Closed graymalkin closed 5 years ago
@OleMussmann I agree that it looks better without the bullet point
One possibility would be to parse
- [x] Foo
- [ ] Bar
into the pandoc structure
Div ("",["checklist"],[])
[ BulletList
[ [Plain [Span ("",["checkbox","checked"],[]) [Str "☑",Space], Str "Foo"]]
, [Plain [Span ("",["checkbox","unchecked"],[]) [Str "☐",Space], Str "Bar"]]
]
]
In most formats, this would come out as a bullet list with the unicode checkbox characters. But specific writers could be taught to give special output, e.g. the HTML output suggested above.

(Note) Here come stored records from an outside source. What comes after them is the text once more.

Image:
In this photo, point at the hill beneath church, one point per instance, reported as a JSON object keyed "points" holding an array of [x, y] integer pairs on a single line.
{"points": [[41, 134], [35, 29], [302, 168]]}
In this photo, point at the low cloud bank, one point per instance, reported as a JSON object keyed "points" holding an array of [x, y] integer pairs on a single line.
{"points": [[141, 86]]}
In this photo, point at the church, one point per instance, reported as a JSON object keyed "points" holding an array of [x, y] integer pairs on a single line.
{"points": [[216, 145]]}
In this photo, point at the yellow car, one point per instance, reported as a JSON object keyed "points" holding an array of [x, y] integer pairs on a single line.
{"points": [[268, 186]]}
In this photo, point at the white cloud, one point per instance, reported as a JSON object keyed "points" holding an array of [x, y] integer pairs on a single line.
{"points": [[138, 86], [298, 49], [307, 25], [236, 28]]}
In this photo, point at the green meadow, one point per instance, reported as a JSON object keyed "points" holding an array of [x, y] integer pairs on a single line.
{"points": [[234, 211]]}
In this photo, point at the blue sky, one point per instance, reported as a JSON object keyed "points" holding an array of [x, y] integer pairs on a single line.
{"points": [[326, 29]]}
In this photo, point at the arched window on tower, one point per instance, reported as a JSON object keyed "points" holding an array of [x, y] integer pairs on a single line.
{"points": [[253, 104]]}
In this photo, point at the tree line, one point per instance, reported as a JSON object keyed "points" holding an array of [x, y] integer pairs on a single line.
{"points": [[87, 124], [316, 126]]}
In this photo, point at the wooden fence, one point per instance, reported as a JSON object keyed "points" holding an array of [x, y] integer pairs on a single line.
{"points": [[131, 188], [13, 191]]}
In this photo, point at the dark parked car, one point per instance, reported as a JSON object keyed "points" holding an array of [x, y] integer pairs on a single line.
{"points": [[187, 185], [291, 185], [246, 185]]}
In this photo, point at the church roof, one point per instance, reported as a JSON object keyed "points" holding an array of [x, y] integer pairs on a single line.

I suppose the extra Span wrapping the unicode string lowers the probability of a clash even further, though I guess it's not strictly necessary. But yeah, maybe it's somewhat cleaner...
Mauro Bieg notifications@github.com writes:
I suppose the extra Span wrapping the unicode string lowers the probability of a clash even further, though I guess it's not strictly necessary. But yeah, maybe it's somewhat cleaner...
The point of the extra span is to make it easy for
writers to replace it, e.g. with an input
element.
I have a hack that I'm using to render a box next to a text list.
I'm writing Markdown in Obsidian, and it allows for LaTeX math symbols, natively.
$\Box$ This is left side checkbox
Check box to the right of this line of text $\Box$
Pandoc conversions of the Markdown to pdf using --pdf-engine=xelatex
render to PDF with no issues.
It would be nice if Pandoc's GFM supported checkboxes, either through an extension or native to the GFM.
I hope I'm not just being thick here, I couldn't find anything about it in the manual, and no one appears to have mentioned it in the issue tracker.